Madame le Bourgmestre,
- Je suis heureux que cette visite en Allemagne m'ait permis de connaître votre libre ville hanséatique de Hambourg, et je vous remercie des aimables paroles d'accueil que vous venez de prononcer à mon égard comme à celui de ma femme.
- Monsieur le chancelier,
- Madame,
- Mesdames et messieurs,
- Dans une salle de cet hôtel de ville, je sais que l'on peut admirer cinq peintures murales qui représentent les plus anciennes villes-Etats que furent et que sont Athènes, Rome, Venise, Amsterdam et Hambourg. Fierté légitime car l'histoire de Hambourg symbolise celle de l'Europe.
- Par la combinaison de la pierre, de l'espace, de l'eau, de l'arbre, Hambourg exprime le génie urbain, le mot n'est pas trop fort, sans lequel l'Europe d'aujourd'hui ne serait ce qu'elle est. Ce n'est pas à vous que je l'apprendrai. Fondée par Charlemagne, figure qui nous est commune, Hambourg fut comme tant de grandes villes de notre continent, un foyer de rencontre, un lieu d'asile, un creuset, où hommes, concepts, objets se mêlaient, se rencontraient, une de ces sources d'où jaillirent tout au long de notre histoire, culture et civilisation.
- Hambourg, j'ai pu le constater, en-particulier du haut du balcon de cet hôtel de ville, est belle de son passé, est belle de son présent et si elle porte la marque d'épreuves tragiques, j'ai pu aussi remarquer à quel point ses épreuves étaient surmontées. Son architecture, son urbanisme, toutes ses formes d'expression sont restés créatrices d'avenir.
- Bien entendu, chaque fois qu'on vient nous voir, on ne peut échapper au sillon des discours qui doivent porter, comme le mien ce soir, sur Hambourg, ville carrefour, ville portuaire dont la prospérité a été due aux échanges entre l'Europe centrale, l'Europe occidentale, la Scandinavie, par la Mer du Nord, la Baltique, les villes de la Hanse, et avant l'ouverture sur l'Atlantique £ eh bien, naturellement on le dit parce que c'est vrai et que cela continue d'être vrai, alors vous me pardonnerez si je le répète une fois de plus !\
Mais ce qui est plus intéressant, c'est de percevoir à quel point votre ville a su rester fidèle à sa vocation, de quelle façon elle a su demeurer le premier port allemand, se réorienter vers l'Europe de l'Ouest en son entier, maintenir un trafic multiséculaire avec plusieurs pays de l'Europe de l'Est, et su développer rapidement ses relations avec la France. Ce qui fait que nous sommes aujourd'hui votre premier client et malheureusement, votre quatrième fournisseur. L'ouverture ces dernières années à Hambourg de bureaux nombreux, de banques et d'entreprises françaises, rend compte de ce développement.

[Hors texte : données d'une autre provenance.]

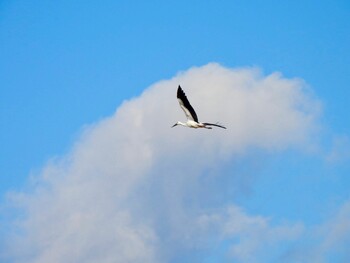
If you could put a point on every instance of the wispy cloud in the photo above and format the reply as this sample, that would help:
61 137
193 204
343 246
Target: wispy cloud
134 190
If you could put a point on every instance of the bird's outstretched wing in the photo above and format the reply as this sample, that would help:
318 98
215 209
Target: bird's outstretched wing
185 105
212 124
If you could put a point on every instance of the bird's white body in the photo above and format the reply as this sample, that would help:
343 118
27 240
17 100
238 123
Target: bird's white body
192 119
192 124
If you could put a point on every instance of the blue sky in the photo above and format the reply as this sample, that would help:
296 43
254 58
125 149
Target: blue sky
67 67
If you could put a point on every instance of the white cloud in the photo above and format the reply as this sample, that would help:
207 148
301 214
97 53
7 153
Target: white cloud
326 242
131 188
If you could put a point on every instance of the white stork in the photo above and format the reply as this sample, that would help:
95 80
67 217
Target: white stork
192 119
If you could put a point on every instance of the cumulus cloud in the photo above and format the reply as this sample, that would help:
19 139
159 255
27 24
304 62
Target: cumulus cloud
134 190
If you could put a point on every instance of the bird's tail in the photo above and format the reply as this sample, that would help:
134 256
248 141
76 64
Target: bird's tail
212 124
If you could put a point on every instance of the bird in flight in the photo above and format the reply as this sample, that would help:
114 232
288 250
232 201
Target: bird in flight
192 119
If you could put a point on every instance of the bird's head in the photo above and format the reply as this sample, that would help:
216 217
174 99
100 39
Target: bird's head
175 125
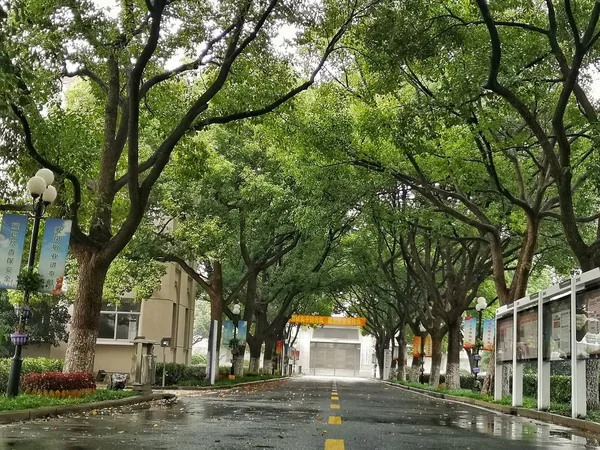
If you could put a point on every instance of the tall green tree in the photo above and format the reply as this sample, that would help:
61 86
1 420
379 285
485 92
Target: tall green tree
145 107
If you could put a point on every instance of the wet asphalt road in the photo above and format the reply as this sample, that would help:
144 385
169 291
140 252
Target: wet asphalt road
295 414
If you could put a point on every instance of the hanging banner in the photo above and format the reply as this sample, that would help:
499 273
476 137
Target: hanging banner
12 243
489 329
55 245
326 320
427 348
242 332
470 332
227 335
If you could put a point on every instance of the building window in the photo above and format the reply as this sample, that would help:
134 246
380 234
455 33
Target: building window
119 322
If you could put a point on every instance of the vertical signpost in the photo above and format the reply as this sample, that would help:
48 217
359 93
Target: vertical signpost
504 345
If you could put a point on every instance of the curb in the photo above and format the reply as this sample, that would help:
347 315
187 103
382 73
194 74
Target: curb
215 387
51 411
542 416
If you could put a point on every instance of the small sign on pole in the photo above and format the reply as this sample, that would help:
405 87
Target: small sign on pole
12 243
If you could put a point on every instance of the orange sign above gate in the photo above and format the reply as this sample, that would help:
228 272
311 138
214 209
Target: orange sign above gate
327 320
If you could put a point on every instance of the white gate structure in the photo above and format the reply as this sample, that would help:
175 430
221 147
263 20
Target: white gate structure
553 325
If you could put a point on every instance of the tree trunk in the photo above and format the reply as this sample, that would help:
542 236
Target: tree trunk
436 360
413 373
453 363
255 349
488 381
238 362
268 356
81 345
401 373
379 351
215 294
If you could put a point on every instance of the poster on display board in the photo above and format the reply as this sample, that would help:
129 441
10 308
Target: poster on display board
557 329
588 322
489 329
504 339
242 333
527 323
227 335
470 332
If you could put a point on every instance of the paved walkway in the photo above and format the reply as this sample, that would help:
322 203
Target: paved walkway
300 413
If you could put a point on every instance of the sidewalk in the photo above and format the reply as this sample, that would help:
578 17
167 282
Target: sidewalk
580 424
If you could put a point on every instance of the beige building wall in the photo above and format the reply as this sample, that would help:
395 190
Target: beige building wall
168 313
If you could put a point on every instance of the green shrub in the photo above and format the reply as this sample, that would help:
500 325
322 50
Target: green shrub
176 373
30 365
198 360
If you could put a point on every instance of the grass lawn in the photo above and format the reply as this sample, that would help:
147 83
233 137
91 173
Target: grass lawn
26 401
246 379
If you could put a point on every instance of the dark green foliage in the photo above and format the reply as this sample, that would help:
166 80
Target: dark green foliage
30 365
180 374
26 401
198 360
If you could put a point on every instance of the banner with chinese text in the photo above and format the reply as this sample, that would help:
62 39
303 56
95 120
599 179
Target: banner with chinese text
12 243
242 332
227 335
427 348
326 320
470 332
53 256
489 331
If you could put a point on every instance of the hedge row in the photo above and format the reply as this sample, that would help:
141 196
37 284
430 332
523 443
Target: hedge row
57 381
30 365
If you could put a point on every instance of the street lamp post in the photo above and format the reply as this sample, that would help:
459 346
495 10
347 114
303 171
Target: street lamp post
236 311
479 307
423 330
43 193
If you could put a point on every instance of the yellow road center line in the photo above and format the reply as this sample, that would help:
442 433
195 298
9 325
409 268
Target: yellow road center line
335 420
334 444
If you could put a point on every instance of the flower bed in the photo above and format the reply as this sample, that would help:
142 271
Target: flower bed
61 385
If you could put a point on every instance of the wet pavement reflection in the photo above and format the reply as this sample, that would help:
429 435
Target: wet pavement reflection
293 415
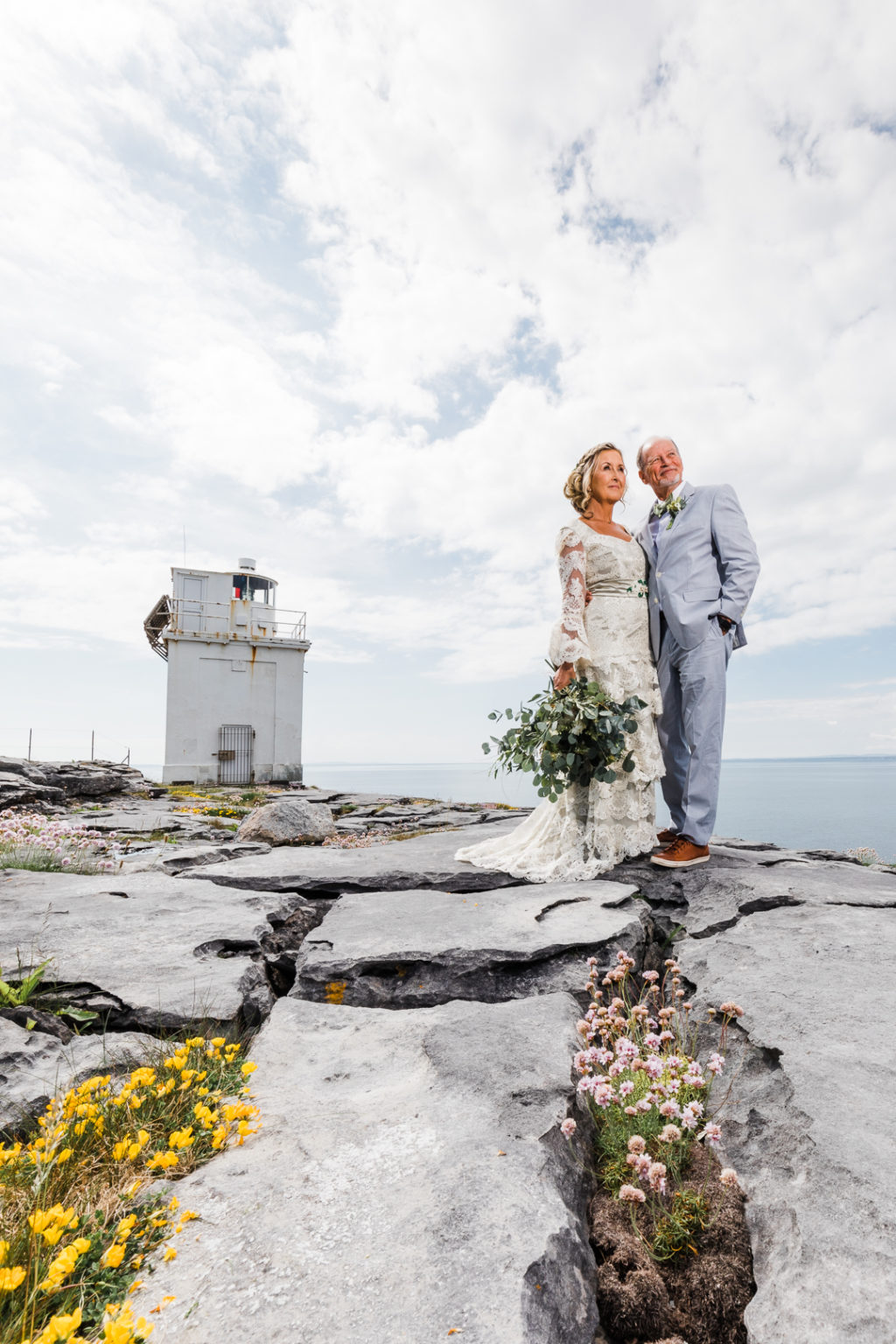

- Et comment n'aurais-je pas ressenti tout à l'heure, au travers des rues de votre ville, avec cette foule assemblée pour fêter à la fois sans doute notre rencontre mais aussi tout simplement l'une des occasions pour Hambourg de se retrouver soi-même £ comment n'aurais-je pas observé cette allégresse et cette force fidèle, sans doute, aux souvenirs mais tout entière tournée vers le progrès et vers l'action ? Le séjour que ma femme et moi-même effectuons dans votre ville à l'invitation de mon ami le chancelier, Helmut Schmidt, m'a donné l'occasion, l'heureuse occasion de le rencontrer pour la onzième fois depuis mon élection comme il sied aux responsables de deux pays voisins, et partenaires dont le destin est lié, de même que ce séjour m'a permis de m'adresser aux membres du Club d'Outre-mer que je tiens encore à remercier.\
Je veux rendre ici hommage, vous le comprendrez, en ces lieux où il fit son apprentissage d'homme politique, à celui qui est aujourd'hui un homme d'Etat dont j'ai pu mesurer l'autorité internationale pour le bien de l'Allemagne sans doute mais aussi pour celui de notre communauté, de l'Europe tout entière sur la scène du monde et, rendant hommage à Helmut Schmidt, je dirai avec quel plaisir je me suis retrouvé dans sa propre maison, dans son foyer, en compagnie de Mme Schmidt, façon qui en vaut bien d'autres de connaître les responsables de la vie internationale.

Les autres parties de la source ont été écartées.